Suit Charges Priests, Diocese with Abuse

By Stephanie Saul
Newsday [New York]
October 1, 2003

Twenty-seven Catholics who grew up in Brooklyn and Queens filed explosive charges Tuesday that their parish priests raped, sodomized and molested them as children in the 1950s, 1960s, 1970s, and 1980s.

Their claims are contained in a $300 million lawsuit filed in State Supreme Court in Queens. It also accuses the leadership of the Diocese of Brooklyn of a "complex, well-organized, corrupt and successful scheme" to cover up the abuse.

The suit names 24 priests as defendants. It alleges they committed sexual abuse in rectories, behind altars, in confessionals, in parish school offices, in shower stalls, and at vacation homes. Five of the plaintiffs are women and 22 are men.

The abuse left them tormented with guilt, confused about their sexuality, and destroyed their faith in the church, the alleged victims say. Some have suffered from alcoholism and drug addiction.

"I have no belief in the church itself. I do not go to church," said Salvatore Carlino, a Deer Park businessman who is one of the plaintiffs.
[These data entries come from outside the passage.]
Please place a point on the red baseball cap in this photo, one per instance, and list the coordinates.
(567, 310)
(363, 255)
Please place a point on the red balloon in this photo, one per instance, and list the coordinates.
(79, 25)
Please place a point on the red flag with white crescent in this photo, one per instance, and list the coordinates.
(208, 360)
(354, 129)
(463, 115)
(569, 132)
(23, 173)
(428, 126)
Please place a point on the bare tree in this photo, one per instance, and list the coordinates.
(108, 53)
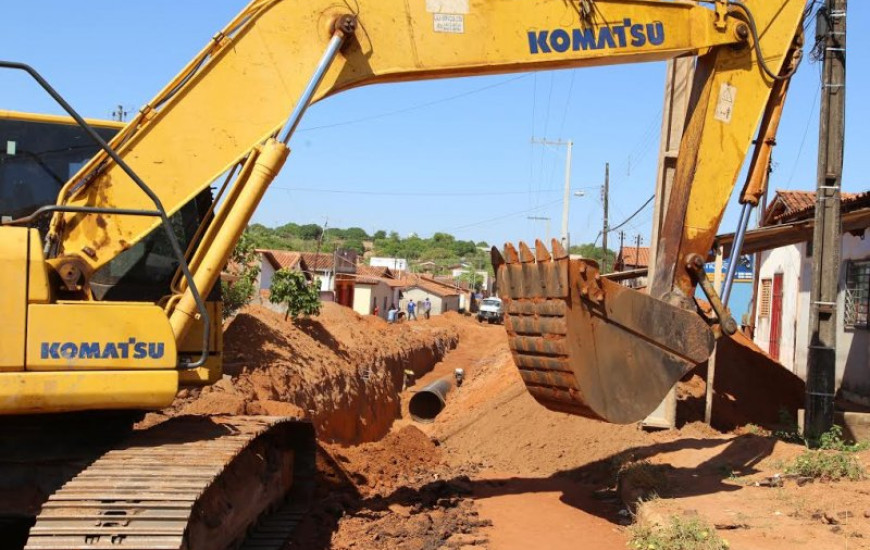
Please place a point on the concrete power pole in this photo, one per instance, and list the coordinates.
(621, 248)
(566, 199)
(605, 192)
(822, 352)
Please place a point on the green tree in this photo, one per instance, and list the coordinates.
(357, 233)
(237, 294)
(310, 231)
(292, 289)
(355, 245)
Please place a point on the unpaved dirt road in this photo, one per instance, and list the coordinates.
(496, 470)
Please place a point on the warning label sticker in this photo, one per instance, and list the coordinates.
(725, 103)
(447, 6)
(451, 23)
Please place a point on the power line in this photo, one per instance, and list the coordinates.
(804, 138)
(505, 216)
(625, 221)
(636, 212)
(407, 193)
(414, 107)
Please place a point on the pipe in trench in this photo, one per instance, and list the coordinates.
(430, 401)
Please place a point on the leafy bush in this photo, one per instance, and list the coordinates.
(827, 465)
(292, 289)
(680, 534)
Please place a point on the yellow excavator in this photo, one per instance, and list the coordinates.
(109, 290)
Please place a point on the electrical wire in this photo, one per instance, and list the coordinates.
(505, 216)
(413, 107)
(750, 19)
(636, 212)
(408, 193)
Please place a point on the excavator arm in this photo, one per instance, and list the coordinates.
(221, 115)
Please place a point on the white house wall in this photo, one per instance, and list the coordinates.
(266, 273)
(853, 344)
(365, 293)
(785, 260)
(362, 299)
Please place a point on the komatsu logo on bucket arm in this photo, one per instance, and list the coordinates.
(628, 34)
(131, 349)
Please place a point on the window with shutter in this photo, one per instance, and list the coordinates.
(764, 300)
(857, 294)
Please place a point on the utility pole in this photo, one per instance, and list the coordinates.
(621, 248)
(637, 242)
(542, 219)
(566, 198)
(822, 352)
(120, 115)
(605, 192)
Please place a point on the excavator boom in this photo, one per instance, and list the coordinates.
(80, 336)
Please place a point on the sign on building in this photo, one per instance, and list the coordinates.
(744, 268)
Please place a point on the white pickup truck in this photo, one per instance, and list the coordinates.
(490, 311)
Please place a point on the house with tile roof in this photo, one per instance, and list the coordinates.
(335, 271)
(274, 260)
(373, 291)
(782, 289)
(417, 288)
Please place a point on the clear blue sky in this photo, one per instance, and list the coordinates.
(467, 145)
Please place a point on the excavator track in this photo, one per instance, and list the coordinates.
(189, 483)
(589, 346)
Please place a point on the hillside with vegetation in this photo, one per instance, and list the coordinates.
(441, 249)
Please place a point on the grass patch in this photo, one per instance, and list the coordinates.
(832, 460)
(827, 465)
(832, 440)
(679, 534)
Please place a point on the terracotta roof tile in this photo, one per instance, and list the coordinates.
(318, 261)
(797, 205)
(282, 259)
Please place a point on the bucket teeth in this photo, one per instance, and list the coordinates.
(511, 254)
(496, 258)
(559, 252)
(526, 255)
(541, 252)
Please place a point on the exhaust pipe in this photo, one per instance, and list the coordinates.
(430, 401)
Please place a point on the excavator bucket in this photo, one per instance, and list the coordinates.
(589, 346)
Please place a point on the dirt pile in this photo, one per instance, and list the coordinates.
(750, 388)
(395, 493)
(341, 369)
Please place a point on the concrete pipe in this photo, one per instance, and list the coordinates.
(429, 401)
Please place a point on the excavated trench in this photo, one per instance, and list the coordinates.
(341, 370)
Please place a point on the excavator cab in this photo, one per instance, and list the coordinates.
(38, 154)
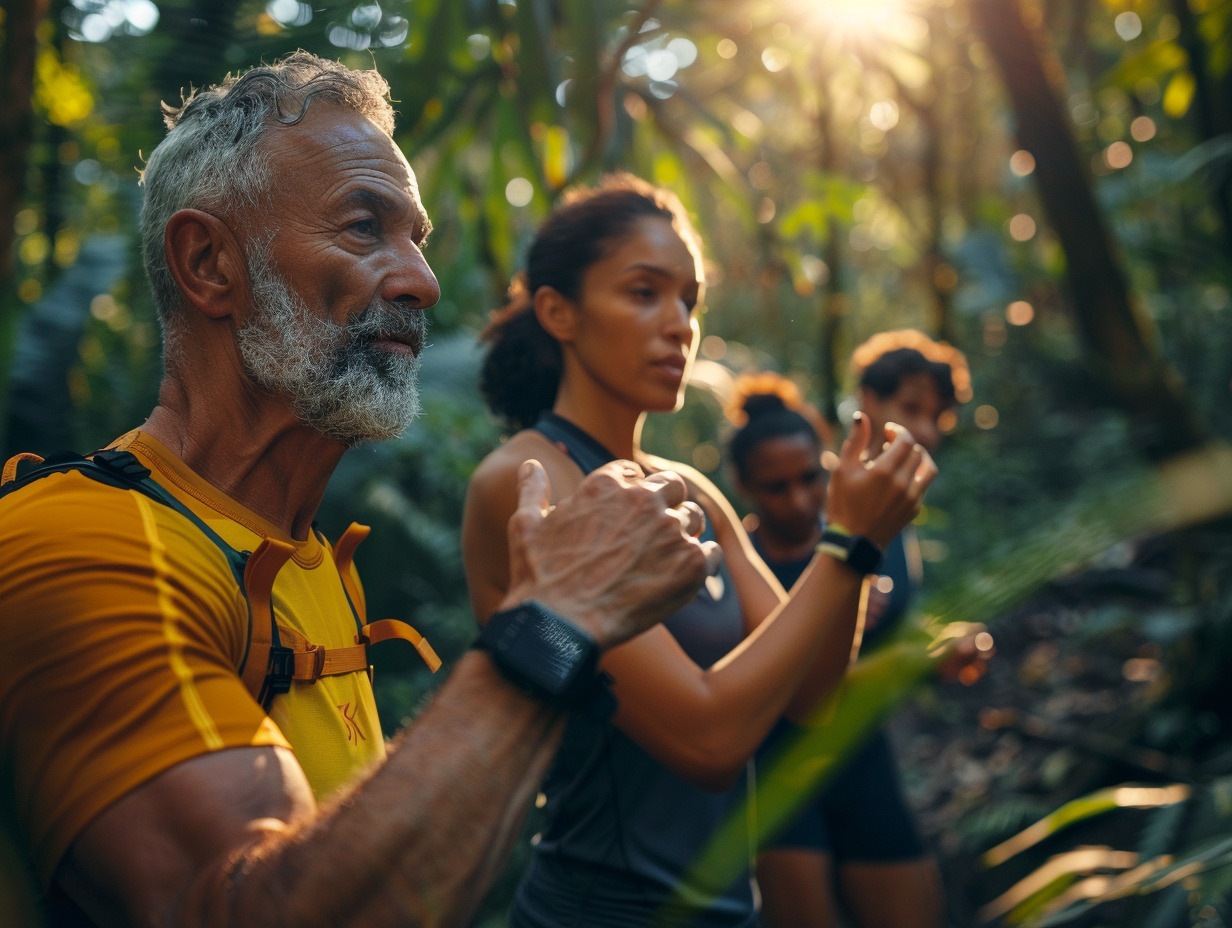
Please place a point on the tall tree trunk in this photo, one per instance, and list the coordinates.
(21, 19)
(833, 302)
(1116, 339)
(1210, 102)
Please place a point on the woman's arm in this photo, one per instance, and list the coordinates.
(705, 724)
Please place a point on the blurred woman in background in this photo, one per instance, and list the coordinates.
(600, 329)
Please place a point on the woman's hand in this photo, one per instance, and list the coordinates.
(877, 493)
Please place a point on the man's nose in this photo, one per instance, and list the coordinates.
(412, 281)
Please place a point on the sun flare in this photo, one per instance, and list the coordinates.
(861, 21)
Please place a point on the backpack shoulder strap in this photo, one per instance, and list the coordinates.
(275, 655)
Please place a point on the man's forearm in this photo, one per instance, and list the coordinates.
(421, 838)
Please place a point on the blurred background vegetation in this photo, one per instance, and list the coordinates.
(1042, 183)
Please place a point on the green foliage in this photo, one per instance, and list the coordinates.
(844, 184)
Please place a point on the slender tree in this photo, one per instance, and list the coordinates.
(1116, 338)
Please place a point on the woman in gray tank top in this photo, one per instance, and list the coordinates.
(600, 329)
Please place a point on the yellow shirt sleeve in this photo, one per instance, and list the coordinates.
(120, 632)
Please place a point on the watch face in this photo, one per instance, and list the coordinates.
(540, 650)
(564, 652)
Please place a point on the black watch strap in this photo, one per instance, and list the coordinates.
(550, 657)
(855, 551)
Frank DeRosa, a spokesman for the diocese, said officials there would not comment until they had seen the lawsuit. "We have not been served with any papers. Without having seen anything of an official nature, we wouldn't comment on any aspect of the lawsuit."

Carlino alleges he was molested by the Rev. Patrick Sexton during the 1980s at St. Cecelia's Parish in Greenpoint. Sexton, also the subject of other sexual abuse complaints, is no longer working as a priest. In the past, he has denied such allegations.

At least three of the defendants remain priests of the diocese, including the Rev. Vincent Gallo, the current pastor of St. Pancras Church in Glendale.

"You've taken me completely by surprise," Gallo said today. "I've got to collect my thoughts." He would not respond to the claim he abused a young boy at Our Lady of Good Counsel Parish in Bushwick during the 1960s.

Also named as defendants were two priests currently assigned to administrative positions on the diocese's marriage tribunal, the Rev. Hugo Bedoya and Msgr. Francis Mulhall. Bedoya, contacted today at the Immaculate Conception Center in Douglaston, told a reporter to contact the diocesan leadership. Mulhall could not be reached for comment.

The Diocese of Brooklyn was not immediately available for comment.

The remaining priests apparently either have been suspended from the diocese based on sexual abuse allegations, have left the priesthood, moved away, or died. One of the defendants, Romano Ferraro, faces criminal sexual abuse charge in Massachusetts.

It is the second such lawsuit filed against the Diocese by attorney Michael Dowd. The first case, filed last October, named 42 plaintiffs and 13 priests as defendants. Eight of the clergymen named in the first suit also are named in yesterday's lawsuits, but by different alleged victims.

Among those named in both suits are Ferraro and the Rev. James Collins. Collins was suspended from his job last year at Bishop Kearney High School in Brooklyn, where his title was chaplain. The new allegation accuses Collins of fondling an altar boy in the rectory of Our Lady Queen of Martyrs in Forest Hills, where he was assigned in the 1980s.

Last week, 44-year-old Ridgwood man died who claimed that Collins also molested him. The man, Dennis M. Brown, apparently drank antifreeze. The medical examiner has yet to rule on whether Dennis M. Brown committed suicide.

Brown had planned to be a plaintiff in the lawsuit, according to Dowd, who said Brown's name will be added as soon as an executor is named for his estate.

Since his suspension from Bishop Kearney, Collins has been a volunteer bus driver for the women's softball team at St. Francis College in Brooklyn. A spokesman for the college said Collins has been accompanied by another adult at all times.

The lawsuit may well encounter legal hurdles because it involves abuse alleged to have occurred decades ago. Generally, victims of childhood sexual abuse in New York have until three years after they turn 18 to file lawsuits. Dowd is asking that the courts ignore that time limit because, he alleges, the Diocese engaged in a scheme to cover up the abuse.

But State Supreme Court Justice Janice Taylor ruled against that argument earlier this year, dismissing Dowd's first suit. That decision is being appealed.